The record profit figures are compared to last year’s record annual profit of 2.09 trillion rubles, a much smaller sum, especially when the value of the now surging ruble is factored in.
Gazprom says it plans to pay investors an interim dividend of 51.03 rubles per share for the first half of this year, including the Russian government, which has over a 50 percent stake in the company.
The news will be a massive blow for Western lawmakers who have been doing everything they can to ruin the Russian economy in response to Moscow’s invasion of Ukraine.
Meanwhile, in Europe, things look dire as Gazprom once again halted its gas supply through its Nord Stream 1 pipeline in order to perform repairs.
Russia also cut its gas supply to a major energy company in France as the European state faces fuel rationing.
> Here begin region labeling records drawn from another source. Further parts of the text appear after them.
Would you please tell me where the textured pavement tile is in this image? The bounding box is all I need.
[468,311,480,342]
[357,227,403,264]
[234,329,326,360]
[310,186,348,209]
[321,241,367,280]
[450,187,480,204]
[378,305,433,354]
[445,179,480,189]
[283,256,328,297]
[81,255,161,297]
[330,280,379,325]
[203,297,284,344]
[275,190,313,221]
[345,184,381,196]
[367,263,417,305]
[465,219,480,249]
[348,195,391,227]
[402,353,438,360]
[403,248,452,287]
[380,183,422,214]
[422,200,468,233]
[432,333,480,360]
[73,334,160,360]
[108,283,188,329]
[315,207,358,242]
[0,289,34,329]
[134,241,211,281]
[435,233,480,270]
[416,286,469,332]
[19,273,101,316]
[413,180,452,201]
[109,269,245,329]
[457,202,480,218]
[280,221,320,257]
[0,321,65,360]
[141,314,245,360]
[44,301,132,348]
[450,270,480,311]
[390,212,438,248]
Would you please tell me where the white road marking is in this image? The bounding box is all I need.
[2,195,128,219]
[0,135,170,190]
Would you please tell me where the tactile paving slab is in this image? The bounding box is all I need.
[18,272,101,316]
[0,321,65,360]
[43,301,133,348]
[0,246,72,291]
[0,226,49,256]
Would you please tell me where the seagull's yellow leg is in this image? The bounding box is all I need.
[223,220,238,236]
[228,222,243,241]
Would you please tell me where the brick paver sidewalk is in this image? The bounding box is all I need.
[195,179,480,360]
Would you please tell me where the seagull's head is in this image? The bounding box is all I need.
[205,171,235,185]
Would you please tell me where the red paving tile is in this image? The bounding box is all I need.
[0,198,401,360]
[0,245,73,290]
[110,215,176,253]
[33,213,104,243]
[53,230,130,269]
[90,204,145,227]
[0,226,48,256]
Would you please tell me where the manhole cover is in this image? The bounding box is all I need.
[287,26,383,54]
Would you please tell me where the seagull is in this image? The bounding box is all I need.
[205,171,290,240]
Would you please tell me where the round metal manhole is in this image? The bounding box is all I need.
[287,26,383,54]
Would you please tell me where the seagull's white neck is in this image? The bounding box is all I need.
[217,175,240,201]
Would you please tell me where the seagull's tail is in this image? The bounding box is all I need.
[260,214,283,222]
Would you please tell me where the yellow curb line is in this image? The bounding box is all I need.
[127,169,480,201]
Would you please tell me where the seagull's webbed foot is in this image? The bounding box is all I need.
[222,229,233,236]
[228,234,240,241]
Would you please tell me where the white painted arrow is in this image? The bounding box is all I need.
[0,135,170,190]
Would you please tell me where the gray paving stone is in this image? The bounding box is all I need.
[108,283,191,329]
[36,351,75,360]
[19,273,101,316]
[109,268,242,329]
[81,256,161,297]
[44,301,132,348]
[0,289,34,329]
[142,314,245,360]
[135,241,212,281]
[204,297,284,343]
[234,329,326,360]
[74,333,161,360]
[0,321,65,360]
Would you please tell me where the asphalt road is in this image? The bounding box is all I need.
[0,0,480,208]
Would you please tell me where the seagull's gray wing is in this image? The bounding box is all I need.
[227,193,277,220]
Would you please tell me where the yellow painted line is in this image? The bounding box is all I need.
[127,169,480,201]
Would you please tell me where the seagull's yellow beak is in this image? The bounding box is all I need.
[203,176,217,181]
As The Daily Fetched reported:
Russia cut down on the amount of gas to the European state, as France now faces losing its much relied upon energy exports on Tuesday.
France would effectively force its householders to ration the use of energy this winter while begging the industry in the state to also reduce their usage.
Le Figaro reported that the Russian state gas company Gazprom announced that it was reducing the amount of gas it is sending to French energy company Engie with immediate effect.
Engie said the abrupt reduction was down to a “disagreement between the parties on the application of contracts.”
Over the years, Politicians have allowed their countries to become reliant on Russian energy exports, putting many countries in a vulnerable position.
As Breitbart reported, Germany’s Federal energy network says the claim of a shutdown of the pipeline for repairs is ‘incomprehensible’ and says this is actually a punishment of Germany for opposing Russia’s war against Ukraine.
But German Chancellor Olaf Scholz claims that his country is now prepared for the winter.
“…we have done what is necessary and can do even more to get through this winter and next winter,” the Chancellor declared, saying that the country had managed to store more gas than many expected it would be able to.
But Scholz’s confidence seems to be just a brave face, as other countries warn that there could be gas riots as people won’t be able t heat their homes.